Davey Wredon's The Stanley Parable floored critics and players alike when it came out in 2011, originally as a mod for Half-Life 2. The game wryly explores the determinism subtly at play in just about every video game, exposing how that determinism is usually masked by some appearance of free will. You play as the nondescript and eponymous Stanley, an office drone who finds, one day, that his officemates have disappeared. He goes in search of them, but that mystery is merely a catalyst for the real conflict in the game: the relationship between Stanley and the narrator. Brilliantly voiced by Kevan Brighting, the narrator describes what Stanley "does" before the player actually makes Stanley *do* it; for example, at the first major branch moment, you stand in front of two open doors while the narrator says, "Stanley went through the door on the left." If you choose to do so, the story continues quite logically. If you choose to rebel, the narrator reacts. The continued sequence of branching choices leads to 19 potential game endings, some hilarious, some miserable, after each of which the game restarts with you in your office once more, able to play through again and make different choices.

No matter what you choose, however, it becomes increasingly clear that your decisions (and Stanley's possible lives) are predetermined, if only by the nature of the game. Each story arc you experience is only available because the developer created it. It's not like you're in a huge, open-world sandbox with hundreds of hours of possible content. You're in a branching-narrative piece of interactive fiction in which you will always, unless you quit the game entirely, wind up back where you started. The narrator mocks your narrative impotence mercilessly at times, giving you glimpses of something that seems like freedom only to have things snap back into place while he tells you you'll always be an office drone with no spine, pressing buttons because you lack the curiosity and the courage to do anything else.

The player's goal thus tends to be to break the game and in some way break out of the deterministic loop. Although, I (shamefully) didn't. The first time I played, I got what's called (sarcastically) The Freedom Ending, which means I followed the narrator's instructions to the letter. I "won" but, by following all the rules, missed most of the content. I feel this doesn't say great things about my obedience to authority. But the game really doesn't let you break it in any meaningful way; all the narrator's snarky comments are obviously prerecorded, nothing you can do is ever truly "unexpected," the game is literally made to taunt you to break it, then pat you patronizingly on the head because you can't. It's totally fantastic.

I once waited 20 minutes before pressing anything because the narrator had taunted me with a quip about how controlled I was, how I couldn't stop myself from doing what he told me. I waited to see if anything might happen were I not to do as he asked, and of course nothing occurred.

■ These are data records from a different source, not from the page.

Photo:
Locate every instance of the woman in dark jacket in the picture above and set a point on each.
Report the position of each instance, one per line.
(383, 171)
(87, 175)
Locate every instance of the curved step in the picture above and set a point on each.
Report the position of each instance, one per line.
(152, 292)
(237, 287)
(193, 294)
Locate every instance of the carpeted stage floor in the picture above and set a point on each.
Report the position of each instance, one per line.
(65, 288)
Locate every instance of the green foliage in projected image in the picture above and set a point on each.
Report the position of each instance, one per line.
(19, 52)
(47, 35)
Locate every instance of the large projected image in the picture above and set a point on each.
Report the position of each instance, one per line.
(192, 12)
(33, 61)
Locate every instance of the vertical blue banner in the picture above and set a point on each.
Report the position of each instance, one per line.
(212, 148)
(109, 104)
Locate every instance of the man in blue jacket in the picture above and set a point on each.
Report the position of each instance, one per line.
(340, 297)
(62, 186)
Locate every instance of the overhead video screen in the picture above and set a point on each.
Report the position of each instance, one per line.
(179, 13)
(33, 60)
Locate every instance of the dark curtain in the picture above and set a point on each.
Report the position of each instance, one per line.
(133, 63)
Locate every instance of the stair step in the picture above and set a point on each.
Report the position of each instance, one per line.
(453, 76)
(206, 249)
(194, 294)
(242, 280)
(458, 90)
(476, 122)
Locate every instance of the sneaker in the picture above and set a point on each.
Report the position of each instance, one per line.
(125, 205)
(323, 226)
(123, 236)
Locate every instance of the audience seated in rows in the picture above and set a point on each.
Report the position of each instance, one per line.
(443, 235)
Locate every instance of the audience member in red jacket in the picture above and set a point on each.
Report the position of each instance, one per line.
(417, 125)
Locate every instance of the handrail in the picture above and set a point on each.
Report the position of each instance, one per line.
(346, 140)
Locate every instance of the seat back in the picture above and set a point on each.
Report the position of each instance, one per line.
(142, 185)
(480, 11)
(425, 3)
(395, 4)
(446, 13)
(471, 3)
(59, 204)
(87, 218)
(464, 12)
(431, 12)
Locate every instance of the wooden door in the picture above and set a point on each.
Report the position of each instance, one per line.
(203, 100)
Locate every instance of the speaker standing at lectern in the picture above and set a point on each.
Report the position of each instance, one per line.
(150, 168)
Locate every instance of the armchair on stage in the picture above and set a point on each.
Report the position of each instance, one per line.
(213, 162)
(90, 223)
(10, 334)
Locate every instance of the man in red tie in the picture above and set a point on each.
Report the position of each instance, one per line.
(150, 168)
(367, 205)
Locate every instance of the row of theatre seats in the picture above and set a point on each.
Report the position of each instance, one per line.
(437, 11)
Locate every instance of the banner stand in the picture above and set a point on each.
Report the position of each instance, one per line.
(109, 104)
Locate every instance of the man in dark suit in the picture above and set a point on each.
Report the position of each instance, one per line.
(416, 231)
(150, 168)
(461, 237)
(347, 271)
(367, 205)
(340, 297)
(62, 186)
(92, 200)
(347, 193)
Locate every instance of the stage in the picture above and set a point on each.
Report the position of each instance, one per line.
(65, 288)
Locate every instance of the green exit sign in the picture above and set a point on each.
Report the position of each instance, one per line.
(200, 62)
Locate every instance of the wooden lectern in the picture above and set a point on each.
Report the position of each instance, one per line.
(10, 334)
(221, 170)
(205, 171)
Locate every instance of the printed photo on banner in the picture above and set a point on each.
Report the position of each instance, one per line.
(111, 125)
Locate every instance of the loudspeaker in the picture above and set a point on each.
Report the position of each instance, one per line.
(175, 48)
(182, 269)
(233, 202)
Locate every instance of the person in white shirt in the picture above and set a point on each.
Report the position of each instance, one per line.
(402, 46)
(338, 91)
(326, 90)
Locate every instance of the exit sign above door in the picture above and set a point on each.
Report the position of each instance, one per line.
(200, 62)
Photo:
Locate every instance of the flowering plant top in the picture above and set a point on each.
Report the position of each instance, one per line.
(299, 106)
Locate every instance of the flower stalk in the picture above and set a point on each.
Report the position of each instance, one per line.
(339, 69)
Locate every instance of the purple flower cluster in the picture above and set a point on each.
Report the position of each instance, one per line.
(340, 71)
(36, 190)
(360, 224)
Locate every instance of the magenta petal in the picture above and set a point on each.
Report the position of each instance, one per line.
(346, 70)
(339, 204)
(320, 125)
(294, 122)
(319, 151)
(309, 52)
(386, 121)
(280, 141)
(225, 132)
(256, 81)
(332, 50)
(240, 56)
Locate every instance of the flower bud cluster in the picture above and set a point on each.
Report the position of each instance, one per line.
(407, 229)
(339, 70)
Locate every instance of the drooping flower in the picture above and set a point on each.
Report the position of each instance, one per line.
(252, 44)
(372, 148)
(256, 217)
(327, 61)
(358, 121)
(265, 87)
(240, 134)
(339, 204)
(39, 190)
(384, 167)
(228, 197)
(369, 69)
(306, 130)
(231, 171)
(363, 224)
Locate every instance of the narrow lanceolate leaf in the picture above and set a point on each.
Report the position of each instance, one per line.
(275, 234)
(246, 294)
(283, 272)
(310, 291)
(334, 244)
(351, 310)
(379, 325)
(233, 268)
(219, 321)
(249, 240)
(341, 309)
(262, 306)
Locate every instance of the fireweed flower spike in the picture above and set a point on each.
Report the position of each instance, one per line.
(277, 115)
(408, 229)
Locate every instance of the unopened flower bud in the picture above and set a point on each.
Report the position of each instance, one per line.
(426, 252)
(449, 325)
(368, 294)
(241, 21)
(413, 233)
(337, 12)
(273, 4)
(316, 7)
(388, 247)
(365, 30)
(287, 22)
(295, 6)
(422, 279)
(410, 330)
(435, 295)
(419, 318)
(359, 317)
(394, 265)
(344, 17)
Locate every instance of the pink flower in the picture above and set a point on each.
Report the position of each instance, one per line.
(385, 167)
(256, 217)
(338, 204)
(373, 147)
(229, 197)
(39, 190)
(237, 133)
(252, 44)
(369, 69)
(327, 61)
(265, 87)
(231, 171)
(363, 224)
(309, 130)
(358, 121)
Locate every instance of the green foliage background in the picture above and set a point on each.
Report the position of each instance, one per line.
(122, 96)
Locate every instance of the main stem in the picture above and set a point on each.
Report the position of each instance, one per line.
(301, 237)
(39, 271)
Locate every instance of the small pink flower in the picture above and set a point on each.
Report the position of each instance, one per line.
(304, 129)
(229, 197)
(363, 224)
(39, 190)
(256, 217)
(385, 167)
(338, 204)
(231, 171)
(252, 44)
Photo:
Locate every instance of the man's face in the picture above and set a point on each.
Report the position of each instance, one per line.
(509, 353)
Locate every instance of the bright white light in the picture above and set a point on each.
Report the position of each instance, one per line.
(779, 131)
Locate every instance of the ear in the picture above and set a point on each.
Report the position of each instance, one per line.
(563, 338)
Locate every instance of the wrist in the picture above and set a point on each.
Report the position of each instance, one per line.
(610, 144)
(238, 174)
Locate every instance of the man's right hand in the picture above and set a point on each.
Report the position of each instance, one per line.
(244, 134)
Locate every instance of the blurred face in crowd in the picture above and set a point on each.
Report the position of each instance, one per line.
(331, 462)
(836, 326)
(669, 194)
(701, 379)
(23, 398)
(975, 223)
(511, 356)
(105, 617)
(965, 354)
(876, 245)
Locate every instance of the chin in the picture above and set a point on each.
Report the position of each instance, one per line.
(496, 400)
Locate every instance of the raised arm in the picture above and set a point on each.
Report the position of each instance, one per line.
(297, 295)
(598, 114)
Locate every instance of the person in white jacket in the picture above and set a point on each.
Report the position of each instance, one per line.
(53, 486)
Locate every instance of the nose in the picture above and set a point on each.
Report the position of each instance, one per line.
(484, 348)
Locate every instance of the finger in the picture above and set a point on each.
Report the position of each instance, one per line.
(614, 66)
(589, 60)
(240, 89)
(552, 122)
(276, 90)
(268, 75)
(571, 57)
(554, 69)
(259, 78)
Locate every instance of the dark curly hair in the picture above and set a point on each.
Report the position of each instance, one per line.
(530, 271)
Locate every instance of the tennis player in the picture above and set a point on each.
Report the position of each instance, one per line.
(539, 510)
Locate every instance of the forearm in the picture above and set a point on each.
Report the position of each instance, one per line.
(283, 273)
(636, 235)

Eventually, out of boredom, I pressed it so the story would continue. Which, I feel, leads us back to the undeniable truth that, if you want to live in a non-deterministic universe, you must be willing to be bored sometimes. Constant stimulation is paid for by giving yourself over to another person or entity's control, enjoying the story they designed for you to experience. A game that lets you be bored (like, ahem, No Man's Sky) is much less deterministic.